Break the Chain: Large Language Models Can be Shortcut Reasoners
Despite its benefits, CoT is also critiqued for its substantial token usage, as it explores numerous reasoning pathways before arriving at a conclusive answer. This characteristic is particularly prominent in variants such as Tree-of-Thought (ToT) (Yao et al., 2023), which scrutinize every possible reasoning chain. Traditionally, CoT has been predominantly applied to mathematical reasoning, with scant application to commonsense, or complex logical reasoning tasks. This limited focus may hinder a comprehensive understanding of CoT’s potential to emulate intricate human-like reasoning processes.
Human reasoning uses heuristics to find local rational maximum (Karlan, 2021; Neth and Gigerenzer, 2015; Lancia et al., 2023), which often relies on cognitive shortcuts (Fernbach and Rehder, 2013; Ferrario, 2004), a characteristic that can be mirrored and exploited in LMs.
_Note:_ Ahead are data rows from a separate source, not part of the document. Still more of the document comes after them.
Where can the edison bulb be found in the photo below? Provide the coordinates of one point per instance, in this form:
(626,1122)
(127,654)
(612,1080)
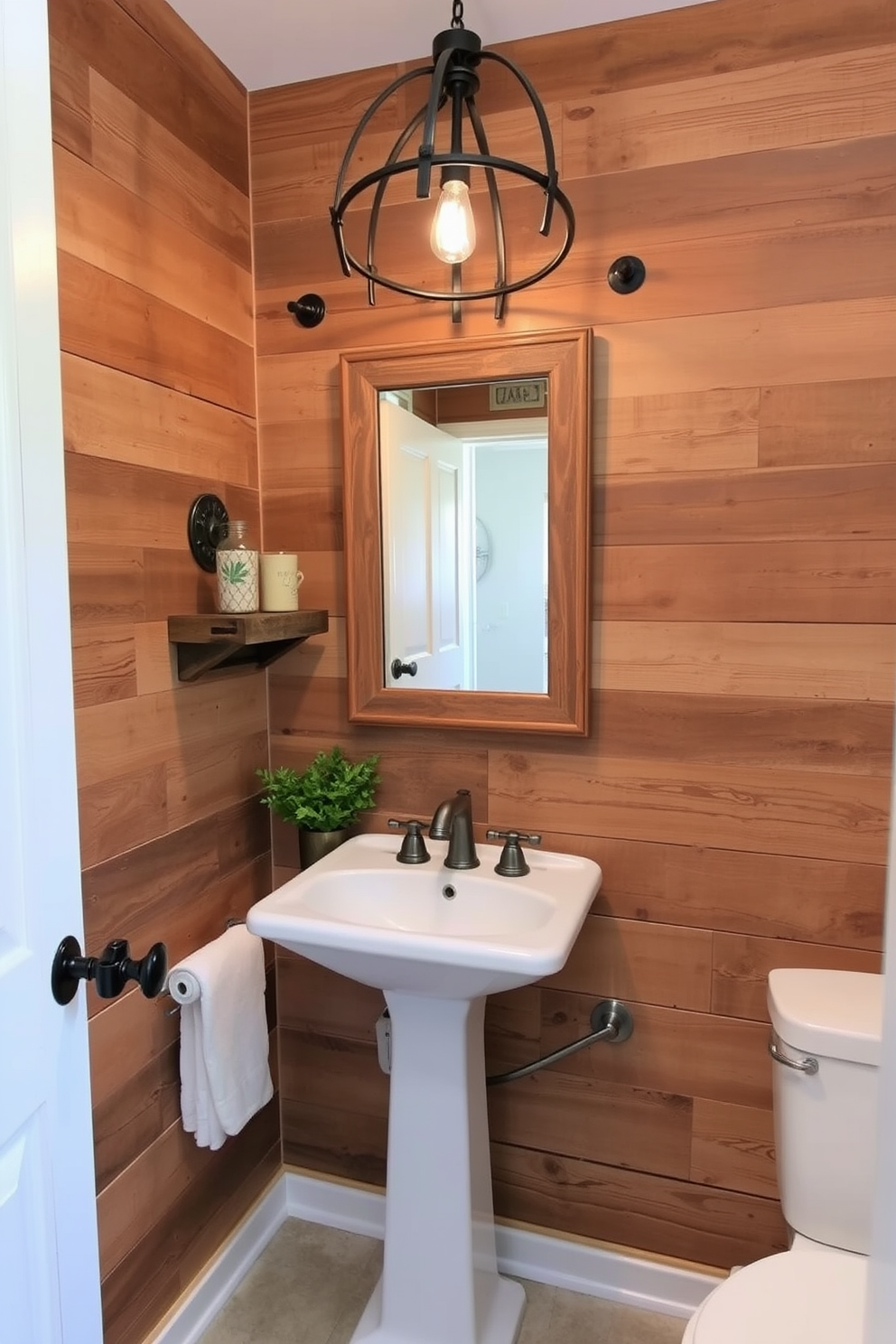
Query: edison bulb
(453,234)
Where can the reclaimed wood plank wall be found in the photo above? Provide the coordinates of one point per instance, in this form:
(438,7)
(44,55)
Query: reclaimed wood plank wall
(735,785)
(159,406)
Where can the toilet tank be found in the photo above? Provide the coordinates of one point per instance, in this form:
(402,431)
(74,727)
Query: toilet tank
(825,1123)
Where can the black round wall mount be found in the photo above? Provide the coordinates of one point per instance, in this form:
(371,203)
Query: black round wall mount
(207,517)
(308,309)
(626,275)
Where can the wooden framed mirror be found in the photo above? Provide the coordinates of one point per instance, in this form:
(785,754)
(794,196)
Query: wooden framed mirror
(408,515)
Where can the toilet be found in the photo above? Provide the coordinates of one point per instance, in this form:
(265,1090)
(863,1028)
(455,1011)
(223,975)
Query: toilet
(825,1041)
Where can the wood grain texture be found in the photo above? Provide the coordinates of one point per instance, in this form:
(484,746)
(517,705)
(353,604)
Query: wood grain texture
(157,363)
(747,658)
(116,322)
(614,1204)
(733,784)
(741,969)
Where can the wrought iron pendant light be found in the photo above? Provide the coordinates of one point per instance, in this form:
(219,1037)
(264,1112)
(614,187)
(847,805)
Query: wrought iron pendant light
(454,81)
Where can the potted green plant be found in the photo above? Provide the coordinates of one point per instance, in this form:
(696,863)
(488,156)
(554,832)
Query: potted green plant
(322,801)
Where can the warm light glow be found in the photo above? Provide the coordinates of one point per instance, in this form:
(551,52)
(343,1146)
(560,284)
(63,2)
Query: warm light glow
(453,234)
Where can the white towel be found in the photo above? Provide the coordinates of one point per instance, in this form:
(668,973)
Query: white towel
(225,1076)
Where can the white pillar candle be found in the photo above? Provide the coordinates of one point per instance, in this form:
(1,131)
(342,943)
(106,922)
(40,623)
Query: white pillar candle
(281,578)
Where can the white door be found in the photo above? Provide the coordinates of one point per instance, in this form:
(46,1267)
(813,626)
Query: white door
(49,1266)
(426,564)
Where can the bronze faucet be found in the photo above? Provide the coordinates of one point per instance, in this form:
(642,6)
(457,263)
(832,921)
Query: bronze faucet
(453,821)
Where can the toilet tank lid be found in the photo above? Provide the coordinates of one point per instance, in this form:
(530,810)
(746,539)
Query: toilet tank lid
(835,1013)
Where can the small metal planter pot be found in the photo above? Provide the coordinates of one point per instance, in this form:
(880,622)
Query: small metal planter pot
(314,845)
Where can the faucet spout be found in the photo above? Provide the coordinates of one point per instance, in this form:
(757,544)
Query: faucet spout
(453,821)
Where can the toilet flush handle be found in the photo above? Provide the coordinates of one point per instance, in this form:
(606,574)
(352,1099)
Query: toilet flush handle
(807,1065)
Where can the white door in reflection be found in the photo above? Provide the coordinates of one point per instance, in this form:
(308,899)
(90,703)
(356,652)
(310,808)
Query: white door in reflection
(425,562)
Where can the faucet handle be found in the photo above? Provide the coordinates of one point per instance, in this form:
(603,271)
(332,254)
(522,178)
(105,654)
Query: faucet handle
(413,845)
(512,862)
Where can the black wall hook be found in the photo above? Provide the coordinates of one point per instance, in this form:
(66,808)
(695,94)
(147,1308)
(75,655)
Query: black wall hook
(110,971)
(308,309)
(626,275)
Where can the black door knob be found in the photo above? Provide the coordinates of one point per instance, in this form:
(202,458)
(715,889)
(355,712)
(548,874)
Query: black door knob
(399,668)
(110,971)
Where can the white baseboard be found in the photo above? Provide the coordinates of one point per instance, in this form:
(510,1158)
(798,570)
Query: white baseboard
(201,1304)
(579,1266)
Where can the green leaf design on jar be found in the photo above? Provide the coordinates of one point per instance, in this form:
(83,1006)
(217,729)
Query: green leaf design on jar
(234,572)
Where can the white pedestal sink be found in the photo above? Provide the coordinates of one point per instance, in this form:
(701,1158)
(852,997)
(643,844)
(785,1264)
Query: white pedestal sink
(435,941)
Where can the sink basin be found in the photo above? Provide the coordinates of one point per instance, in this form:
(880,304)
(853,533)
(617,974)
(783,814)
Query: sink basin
(435,941)
(429,929)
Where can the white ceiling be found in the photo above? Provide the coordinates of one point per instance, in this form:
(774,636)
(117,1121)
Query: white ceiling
(275,42)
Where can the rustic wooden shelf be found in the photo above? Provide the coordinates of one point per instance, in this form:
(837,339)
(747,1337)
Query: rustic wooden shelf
(215,643)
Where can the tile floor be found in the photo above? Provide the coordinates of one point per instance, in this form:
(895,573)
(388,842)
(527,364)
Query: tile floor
(312,1283)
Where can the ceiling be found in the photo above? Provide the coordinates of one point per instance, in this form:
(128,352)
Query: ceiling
(275,42)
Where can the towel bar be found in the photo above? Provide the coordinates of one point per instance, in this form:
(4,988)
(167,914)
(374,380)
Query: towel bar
(173,1013)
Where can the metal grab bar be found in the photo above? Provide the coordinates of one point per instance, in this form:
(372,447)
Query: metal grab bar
(611,1022)
(807,1065)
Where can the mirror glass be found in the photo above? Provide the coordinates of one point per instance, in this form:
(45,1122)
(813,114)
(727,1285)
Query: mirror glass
(463,495)
(468,532)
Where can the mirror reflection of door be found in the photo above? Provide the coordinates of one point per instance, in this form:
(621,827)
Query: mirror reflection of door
(453,472)
(509,488)
(425,589)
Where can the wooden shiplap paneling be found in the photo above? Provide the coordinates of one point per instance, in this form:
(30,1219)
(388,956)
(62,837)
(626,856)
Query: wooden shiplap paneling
(159,406)
(735,785)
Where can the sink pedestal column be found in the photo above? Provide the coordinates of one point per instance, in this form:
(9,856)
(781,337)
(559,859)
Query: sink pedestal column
(440,1280)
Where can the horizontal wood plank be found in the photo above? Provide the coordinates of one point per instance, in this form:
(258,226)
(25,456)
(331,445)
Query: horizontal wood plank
(115,322)
(747,658)
(741,969)
(771,811)
(821,583)
(733,1147)
(633,1209)
(822,98)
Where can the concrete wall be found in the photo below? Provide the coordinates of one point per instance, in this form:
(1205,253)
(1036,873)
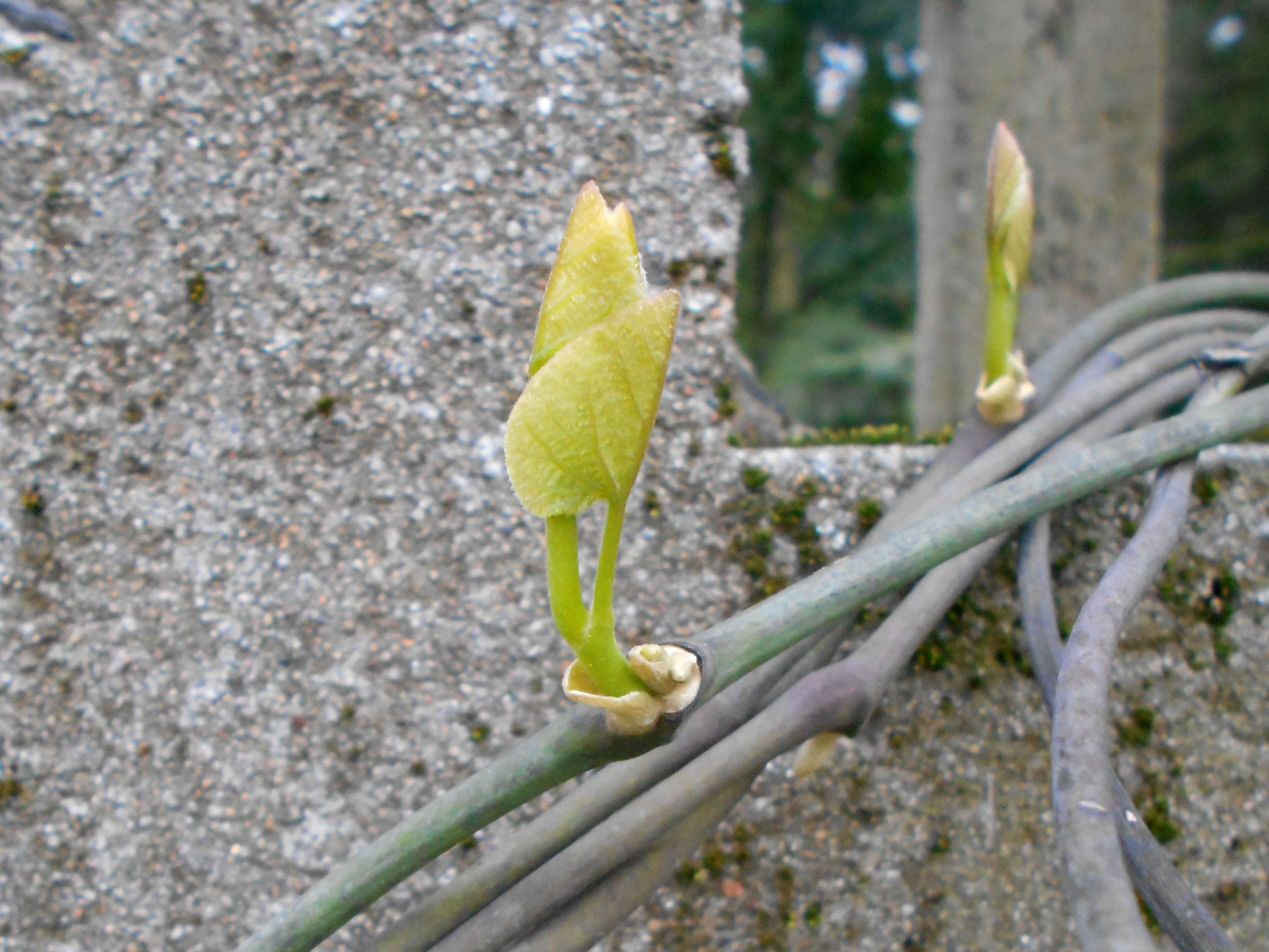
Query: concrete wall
(265,588)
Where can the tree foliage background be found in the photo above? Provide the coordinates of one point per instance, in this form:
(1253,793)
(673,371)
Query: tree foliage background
(828,277)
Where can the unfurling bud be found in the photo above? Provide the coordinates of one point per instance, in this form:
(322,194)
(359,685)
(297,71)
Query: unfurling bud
(1010,211)
(578,436)
(1004,400)
(671,673)
(1004,390)
(815,753)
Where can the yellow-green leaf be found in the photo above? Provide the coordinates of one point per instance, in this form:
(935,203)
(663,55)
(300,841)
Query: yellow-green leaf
(597,273)
(579,431)
(1010,209)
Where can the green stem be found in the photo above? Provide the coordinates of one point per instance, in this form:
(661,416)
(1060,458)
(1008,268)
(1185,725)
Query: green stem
(564,584)
(608,667)
(589,634)
(1002,314)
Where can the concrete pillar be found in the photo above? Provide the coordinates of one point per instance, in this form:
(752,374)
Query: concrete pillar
(1082,84)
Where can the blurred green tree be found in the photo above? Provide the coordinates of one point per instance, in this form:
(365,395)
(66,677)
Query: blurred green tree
(828,272)
(1216,167)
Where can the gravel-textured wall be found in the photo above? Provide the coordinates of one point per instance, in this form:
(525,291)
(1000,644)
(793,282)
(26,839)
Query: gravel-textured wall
(268,277)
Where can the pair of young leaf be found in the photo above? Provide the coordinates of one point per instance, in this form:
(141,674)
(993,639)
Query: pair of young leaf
(578,436)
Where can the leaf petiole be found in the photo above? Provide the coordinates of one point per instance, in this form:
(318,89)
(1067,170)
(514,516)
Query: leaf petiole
(589,632)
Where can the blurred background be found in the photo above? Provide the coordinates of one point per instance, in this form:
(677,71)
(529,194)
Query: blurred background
(828,268)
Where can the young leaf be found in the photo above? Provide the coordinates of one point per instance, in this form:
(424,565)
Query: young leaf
(579,431)
(597,273)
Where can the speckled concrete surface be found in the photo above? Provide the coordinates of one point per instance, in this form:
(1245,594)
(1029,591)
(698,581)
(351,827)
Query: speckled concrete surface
(268,277)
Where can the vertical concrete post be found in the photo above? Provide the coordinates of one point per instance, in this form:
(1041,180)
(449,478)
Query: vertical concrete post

As depicted in Figure 1, when prompted with shortcut reasoning, the ChatGPT model swiftly arrives at answers with minimal token consumption. The ability of LLMs to employ shortcut reasoning not only mirrors human cognitive strategies but also has the potential to streamline problem-solving processes, thereby reshaping computational efficiency and model performance.
The ShortcutQA dataset is designed to evaluate Language Models’ (LMs) ability to employ heuristic shortcuts in reasoning, addressing a gap in existing resources that primarily focus on sequential reasoning approaches. Comprising 449 diverse reasoning problems, ShortcutQA spans logical puzzles to real-world problem-solving scenarios. Each problem is presented with a shortcut-based solution alongside a detailed step-by-step solution, categorized into three reasoning types.